O ministro André Mendonça, do Supremo Tribunal Federal (STF), considerava o procurador-geral da República, Paulo Gonet, “indigno” por sua proximidade com o ministro Gilmar Mendes, segundo relatório de inteligência da Polícia Federal (PF). O documento afirma que Mendonça atuou para afastar Gonet das investigações sobre o Banco Master e o INSS.
Mendonça era relator dos inquéritos. Segundo a PF, ele planejava incluir Gonet como testemunha nas investigações. A medida impediria o procurador-geral de conduzir os casos no cargo.
+ Entenda o que é Política em Oeste
Gonet foi um dos sócios fundadores do IDP, instituição de ensino comandada por Gilmar Mendes. O relatório foi encaminhado ao ministro Alexandre de Moraes.

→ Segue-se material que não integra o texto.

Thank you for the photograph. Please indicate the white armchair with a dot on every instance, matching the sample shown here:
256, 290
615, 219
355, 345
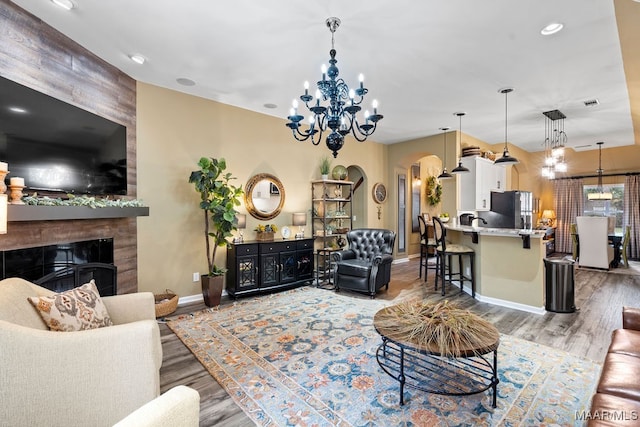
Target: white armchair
95, 377
595, 250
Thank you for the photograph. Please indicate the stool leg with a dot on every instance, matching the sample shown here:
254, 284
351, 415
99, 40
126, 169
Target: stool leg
437, 269
460, 273
443, 268
473, 276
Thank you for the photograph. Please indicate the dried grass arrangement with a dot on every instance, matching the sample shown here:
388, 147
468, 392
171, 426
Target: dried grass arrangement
442, 328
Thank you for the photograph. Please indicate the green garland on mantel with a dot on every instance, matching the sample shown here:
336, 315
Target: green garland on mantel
86, 201
433, 191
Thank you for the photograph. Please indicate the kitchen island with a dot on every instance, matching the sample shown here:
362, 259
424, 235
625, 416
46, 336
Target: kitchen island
509, 265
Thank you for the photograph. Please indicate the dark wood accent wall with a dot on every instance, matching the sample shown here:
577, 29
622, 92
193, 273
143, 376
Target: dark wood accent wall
34, 54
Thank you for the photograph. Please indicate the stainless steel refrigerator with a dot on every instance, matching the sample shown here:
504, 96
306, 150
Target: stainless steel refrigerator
509, 209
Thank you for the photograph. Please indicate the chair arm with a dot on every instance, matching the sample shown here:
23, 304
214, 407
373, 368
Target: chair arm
127, 308
178, 407
342, 255
631, 318
383, 259
97, 376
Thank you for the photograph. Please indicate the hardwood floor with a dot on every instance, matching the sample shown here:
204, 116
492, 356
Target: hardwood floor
586, 333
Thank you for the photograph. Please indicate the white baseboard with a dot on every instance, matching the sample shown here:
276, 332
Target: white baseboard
501, 302
190, 299
509, 304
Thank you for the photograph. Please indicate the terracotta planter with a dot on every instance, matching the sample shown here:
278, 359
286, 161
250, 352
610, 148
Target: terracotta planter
212, 289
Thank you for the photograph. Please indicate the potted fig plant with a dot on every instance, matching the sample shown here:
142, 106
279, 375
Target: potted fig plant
218, 199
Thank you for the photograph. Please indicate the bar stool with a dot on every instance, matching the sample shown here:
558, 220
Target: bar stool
426, 243
445, 252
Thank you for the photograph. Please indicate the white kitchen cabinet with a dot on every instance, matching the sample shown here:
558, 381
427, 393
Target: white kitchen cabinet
477, 185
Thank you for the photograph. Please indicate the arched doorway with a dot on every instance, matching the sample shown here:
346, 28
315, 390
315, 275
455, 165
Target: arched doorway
359, 202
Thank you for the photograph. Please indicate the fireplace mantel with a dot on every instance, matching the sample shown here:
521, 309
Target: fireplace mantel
57, 213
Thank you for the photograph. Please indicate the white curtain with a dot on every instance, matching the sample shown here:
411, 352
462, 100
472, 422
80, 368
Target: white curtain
632, 212
568, 204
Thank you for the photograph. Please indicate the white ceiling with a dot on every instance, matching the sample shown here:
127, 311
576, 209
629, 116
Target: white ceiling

PF diz que Mendonça também tentou afastar Andrei Rodrigues
O documento também afirma que Mendonça ameaçou afastar o diretor-geral da PF, Andrei Rodrigues, e o próprio Gonet. Em reuniões com delegados, o ministro disse que Rodrigues mantinha proximidade indevida com o presidente Luiz Inácio Lula da Silva e não transmitia confiança.
Leia mais: "Mendonça via risco na proximidade de Andre Rodrigues com Lula, diz PF"
Com base no relatório, Moraes pediu ao presidente do STF, Luiz Edson Fachin, providências para investigar Mendonça por suposto direcionamento político dos inquéritos. Moraes apontou indícios de improbidade administrativa e crime de responsabilidade.